Jill Perardi: There are a lot of things that we actually talked about on this podcast. Ways to show directories, events, menu data, countdowns, count ups. We’ve gone ahead and created a lot of the design, the look and feel, of this content for our customers. So, they’ve got the templates to work from.

Maybe they want to change the colors of it to match their brand colors. Or they’ve got some other image they want to use in place of our food image. They can drag and drop that in if they want. But we’ve set them up with the templates and the ways to get started with that. So they can just go in, change the date on that countdown widget, for example, tie in their directory data (for a directory) and then forget it. And we’ve done a lot of the hard part for them.

Derek DeWitt: Ah. So, they just kind of go, oh! So it’s like a here’s how to do this a little bit yourself.

Jill Perardi: Yeah. You know what it is, it’s almost like IKEA of digital signage, right? So IKEA gives you… Maybe not that much, maybe that’s a bad example because IKEA gives you 300 pieces for a two-drawer dresser. But let’s pretend IKEA’s a little simpler, I guess, and they give you here’s the dresser and here’s the nuts and the bolts and the drawers. And you’ve got to, you know, make this all work. It’s kind of that way.

We’ve given you a couple of templates that are already designed and ready go. And now you can kind of take these parts and pieces. You can always paint that IKEA dresser to change the color. Drag and drop your logo on and change the color of the background and it’s set for your brand.

Derek DeWitt: Should you like, for example, Visix is in its 40th year and there’s sort of a rebranding going on, if something like that happens, you go, “uh-oh, well it turns out now our primary color is going to be this shade of brick red, not the seafoam green that we were using before”, you just go in and click, click, click, we changed it.

Jill Perardi: Yeah. Add new hex colors or RGB colors. Find out what that is, change it, drag and drop over your new logo and delete your old one and you’re done. You can forget about it again for a while.

Derek DeWitt: So really you can get a lot of good looking, up to date… And the thing I really like about this automated content stuff is it’s always accurate and fresh because it’s not reliant on, you know, poor you, who’s already got 55 other things to do. There are companies or services that are already automatically doing this.

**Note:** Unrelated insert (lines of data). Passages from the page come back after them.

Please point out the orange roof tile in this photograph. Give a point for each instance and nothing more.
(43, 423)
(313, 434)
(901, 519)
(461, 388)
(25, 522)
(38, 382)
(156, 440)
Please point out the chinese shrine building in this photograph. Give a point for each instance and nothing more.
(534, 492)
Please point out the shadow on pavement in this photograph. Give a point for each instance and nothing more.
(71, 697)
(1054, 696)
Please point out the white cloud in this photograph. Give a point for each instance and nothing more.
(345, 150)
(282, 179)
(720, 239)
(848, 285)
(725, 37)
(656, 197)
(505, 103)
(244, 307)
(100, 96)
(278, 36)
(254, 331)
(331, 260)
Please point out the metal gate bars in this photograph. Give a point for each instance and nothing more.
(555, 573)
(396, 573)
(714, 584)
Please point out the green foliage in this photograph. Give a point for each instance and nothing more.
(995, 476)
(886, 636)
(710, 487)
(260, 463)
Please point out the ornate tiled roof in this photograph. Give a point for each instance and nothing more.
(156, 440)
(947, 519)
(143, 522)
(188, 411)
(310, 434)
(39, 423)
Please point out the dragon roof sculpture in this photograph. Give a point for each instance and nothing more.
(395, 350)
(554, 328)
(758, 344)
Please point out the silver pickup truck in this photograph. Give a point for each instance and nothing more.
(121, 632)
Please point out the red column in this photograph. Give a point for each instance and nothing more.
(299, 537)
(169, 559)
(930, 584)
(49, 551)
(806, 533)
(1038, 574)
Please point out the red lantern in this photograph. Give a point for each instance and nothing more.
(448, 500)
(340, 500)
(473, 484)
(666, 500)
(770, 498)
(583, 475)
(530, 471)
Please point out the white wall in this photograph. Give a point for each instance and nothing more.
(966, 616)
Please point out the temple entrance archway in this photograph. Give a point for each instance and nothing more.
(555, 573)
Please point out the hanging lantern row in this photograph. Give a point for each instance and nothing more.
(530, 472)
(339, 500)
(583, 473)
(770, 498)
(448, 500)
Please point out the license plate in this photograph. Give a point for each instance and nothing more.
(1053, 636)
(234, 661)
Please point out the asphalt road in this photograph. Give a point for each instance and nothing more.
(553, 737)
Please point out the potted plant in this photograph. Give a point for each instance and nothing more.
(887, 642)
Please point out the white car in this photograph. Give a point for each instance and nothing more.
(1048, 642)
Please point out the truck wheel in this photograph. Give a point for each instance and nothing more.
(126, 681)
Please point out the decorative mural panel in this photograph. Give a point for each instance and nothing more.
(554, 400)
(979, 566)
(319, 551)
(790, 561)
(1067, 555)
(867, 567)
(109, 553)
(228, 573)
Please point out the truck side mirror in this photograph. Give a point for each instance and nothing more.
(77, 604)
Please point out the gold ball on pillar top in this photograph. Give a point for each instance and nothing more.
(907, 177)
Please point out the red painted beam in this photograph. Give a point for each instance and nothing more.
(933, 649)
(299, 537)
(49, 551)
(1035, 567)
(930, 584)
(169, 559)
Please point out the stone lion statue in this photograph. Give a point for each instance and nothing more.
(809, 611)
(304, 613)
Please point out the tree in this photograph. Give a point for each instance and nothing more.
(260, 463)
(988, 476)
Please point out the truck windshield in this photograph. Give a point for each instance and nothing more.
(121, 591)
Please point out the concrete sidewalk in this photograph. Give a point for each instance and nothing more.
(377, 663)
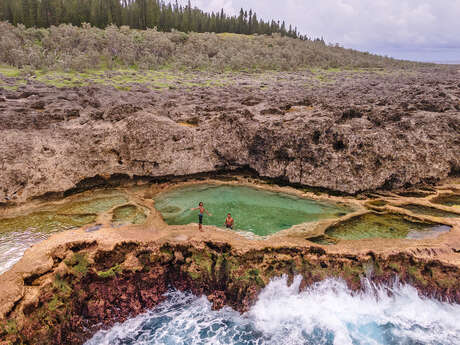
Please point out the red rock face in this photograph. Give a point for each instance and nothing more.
(76, 305)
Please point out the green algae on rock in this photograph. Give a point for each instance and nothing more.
(431, 211)
(373, 225)
(259, 211)
(18, 233)
(447, 199)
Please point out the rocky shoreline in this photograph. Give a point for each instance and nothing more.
(347, 131)
(363, 133)
(67, 288)
(85, 287)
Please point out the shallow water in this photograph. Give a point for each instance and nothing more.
(258, 211)
(326, 314)
(128, 214)
(19, 233)
(431, 211)
(373, 225)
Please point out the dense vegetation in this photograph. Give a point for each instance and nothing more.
(138, 14)
(70, 47)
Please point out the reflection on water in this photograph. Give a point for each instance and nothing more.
(259, 211)
(373, 225)
(19, 233)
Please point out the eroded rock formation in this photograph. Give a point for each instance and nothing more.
(357, 131)
(86, 287)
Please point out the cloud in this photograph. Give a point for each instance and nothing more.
(374, 25)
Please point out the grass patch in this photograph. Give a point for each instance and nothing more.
(79, 264)
(62, 286)
(9, 71)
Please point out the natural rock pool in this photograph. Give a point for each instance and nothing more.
(258, 211)
(374, 225)
(20, 232)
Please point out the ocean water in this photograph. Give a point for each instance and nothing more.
(258, 211)
(326, 313)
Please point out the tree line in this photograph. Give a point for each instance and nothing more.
(138, 14)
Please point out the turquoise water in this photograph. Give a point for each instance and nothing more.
(258, 211)
(327, 313)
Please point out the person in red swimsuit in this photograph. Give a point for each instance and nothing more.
(229, 221)
(200, 216)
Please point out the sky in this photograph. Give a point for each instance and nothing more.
(422, 30)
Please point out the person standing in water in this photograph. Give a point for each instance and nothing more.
(229, 221)
(200, 216)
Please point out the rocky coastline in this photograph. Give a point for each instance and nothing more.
(363, 136)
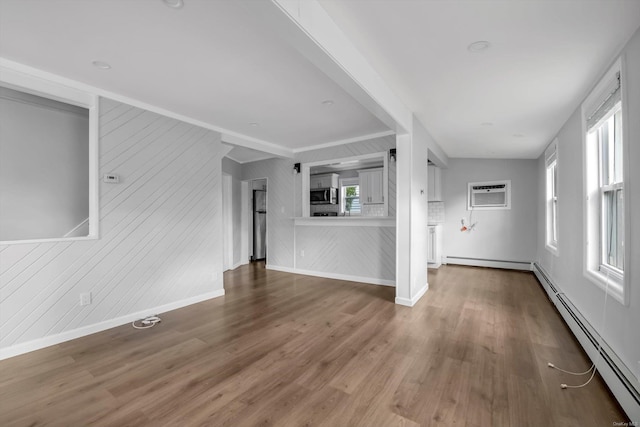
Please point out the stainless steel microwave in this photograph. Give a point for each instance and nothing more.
(324, 196)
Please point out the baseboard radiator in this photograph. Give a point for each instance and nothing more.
(621, 381)
(485, 262)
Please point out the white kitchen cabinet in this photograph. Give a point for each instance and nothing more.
(434, 189)
(327, 180)
(371, 186)
(434, 246)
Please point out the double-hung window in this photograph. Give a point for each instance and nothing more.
(604, 184)
(551, 162)
(350, 196)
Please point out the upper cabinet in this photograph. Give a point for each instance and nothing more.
(434, 191)
(327, 180)
(371, 186)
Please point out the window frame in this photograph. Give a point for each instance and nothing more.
(551, 198)
(348, 182)
(25, 80)
(306, 169)
(611, 280)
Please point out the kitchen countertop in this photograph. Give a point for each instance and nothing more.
(351, 221)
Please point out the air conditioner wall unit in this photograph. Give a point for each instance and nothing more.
(489, 195)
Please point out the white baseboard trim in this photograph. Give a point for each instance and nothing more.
(492, 263)
(411, 302)
(337, 276)
(238, 264)
(37, 344)
(619, 378)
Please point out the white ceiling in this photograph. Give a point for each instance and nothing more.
(213, 61)
(219, 63)
(543, 59)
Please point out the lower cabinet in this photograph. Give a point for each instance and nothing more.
(434, 246)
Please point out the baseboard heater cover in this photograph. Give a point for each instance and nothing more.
(486, 262)
(621, 373)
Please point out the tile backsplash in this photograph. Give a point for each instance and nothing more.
(436, 212)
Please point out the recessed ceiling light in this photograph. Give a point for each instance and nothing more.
(176, 4)
(102, 65)
(479, 46)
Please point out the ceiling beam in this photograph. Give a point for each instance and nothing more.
(307, 27)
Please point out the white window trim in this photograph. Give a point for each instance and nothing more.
(551, 158)
(42, 86)
(306, 169)
(609, 280)
(348, 182)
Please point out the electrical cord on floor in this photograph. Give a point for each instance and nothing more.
(593, 368)
(146, 323)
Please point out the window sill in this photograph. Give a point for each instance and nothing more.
(613, 286)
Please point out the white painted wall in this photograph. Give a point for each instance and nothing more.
(160, 243)
(566, 269)
(370, 251)
(234, 169)
(44, 169)
(412, 221)
(505, 235)
(367, 253)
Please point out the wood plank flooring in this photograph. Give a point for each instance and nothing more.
(288, 350)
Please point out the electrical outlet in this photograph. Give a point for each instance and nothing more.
(85, 298)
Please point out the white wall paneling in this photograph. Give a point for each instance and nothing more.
(284, 198)
(365, 252)
(160, 240)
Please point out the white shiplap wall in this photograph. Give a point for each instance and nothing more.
(159, 244)
(360, 253)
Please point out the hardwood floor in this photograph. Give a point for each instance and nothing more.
(287, 350)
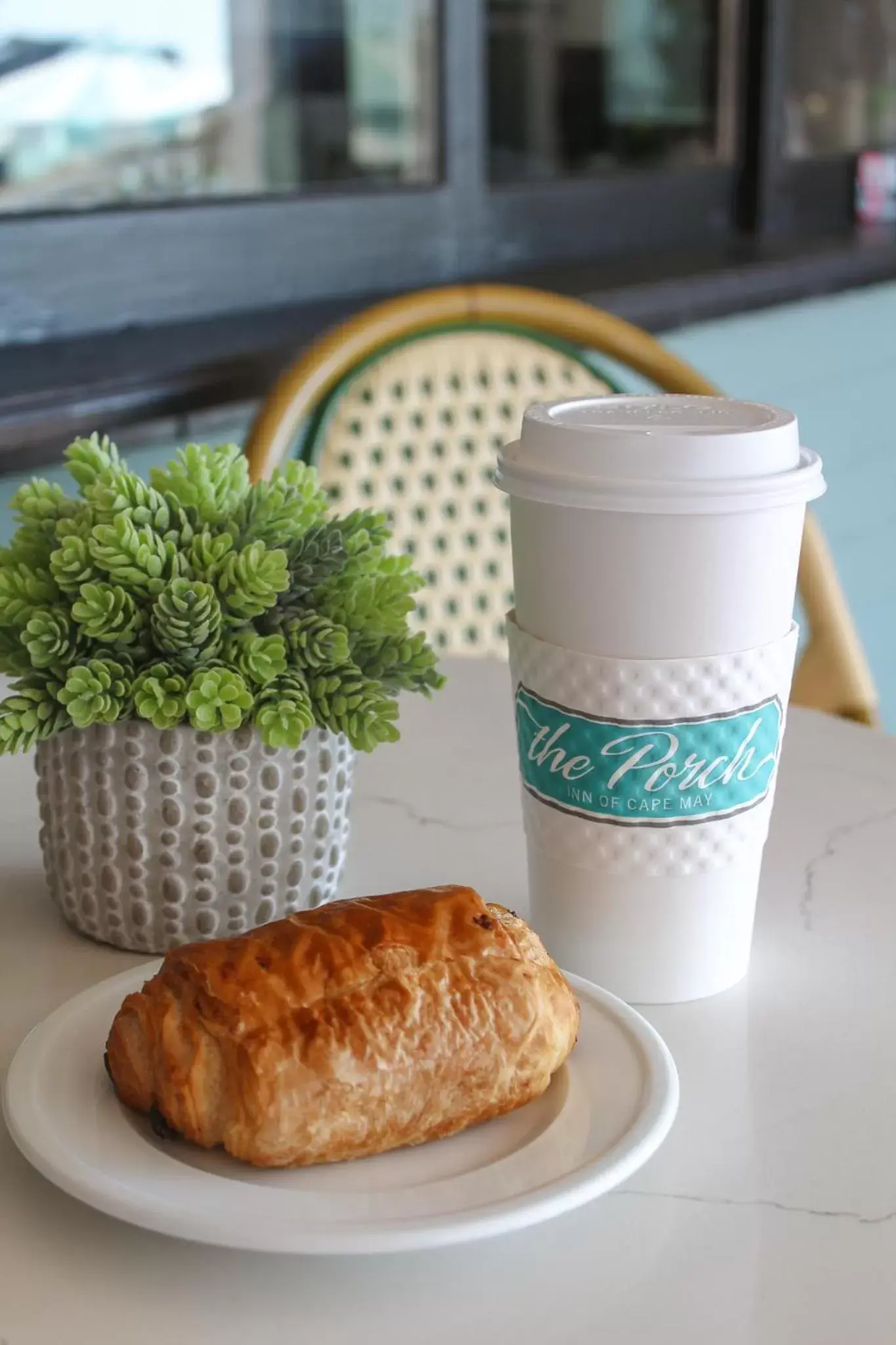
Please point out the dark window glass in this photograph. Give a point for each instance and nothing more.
(119, 101)
(842, 92)
(586, 87)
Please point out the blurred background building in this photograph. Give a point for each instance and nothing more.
(191, 190)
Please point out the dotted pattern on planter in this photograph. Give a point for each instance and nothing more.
(156, 838)
(417, 433)
(637, 690)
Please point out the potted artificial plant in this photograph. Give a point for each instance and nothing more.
(196, 661)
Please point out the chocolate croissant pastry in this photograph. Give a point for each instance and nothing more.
(347, 1030)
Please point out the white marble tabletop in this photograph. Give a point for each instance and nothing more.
(769, 1218)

It’s always accurate, it’s always fresh, it’s always up to date, which means that your audience can trust your signs. And so therefore, by extension, it adds a little more credence to your specific stuff for you. You know where you’re like, “hey, don’t forget registration closes”, or “go to the bookstore for a discount this week only”, or “come support the team”, or whatever it is.

Jill Perardi: Yeah.

Derek DeWitt: All right. It doesn’t have to be an arduous task if you’re given digital signage and you’re supposed to manage that. It’s not entirely up to you to create all of the content. There’s a lot of stuff out there that you can take advantage of and really just have fantastic looking stuff all the time. I suppose you could even have, I mean, you could have a digital signage deployment that’s all this stuff, right?

Jill Perardi: You could.

Derek DeWitt: Be a little weird.

Jill Perardi: I wouldn’t recommend that on every single display, everywhere. But if you’ve got some that you need to set and forget (for one reason or another), whether it be the directory always goes here or the menu always goes here, or this is a secondary display in a lobby where there’s people waiting. Sure, go fullscreen news-in-pictures and just let them look at that, and never touch it again.

Derek DeWitt: Right, right. Except to clean it.

Jill Perardi: Yes!

Derek DeWitt: All right. Thank you very much for talking to me today, Jill.

Jill Perardi: Thank you, Derek.

Derek DeWitt: And we’d like to thank all of you for listening.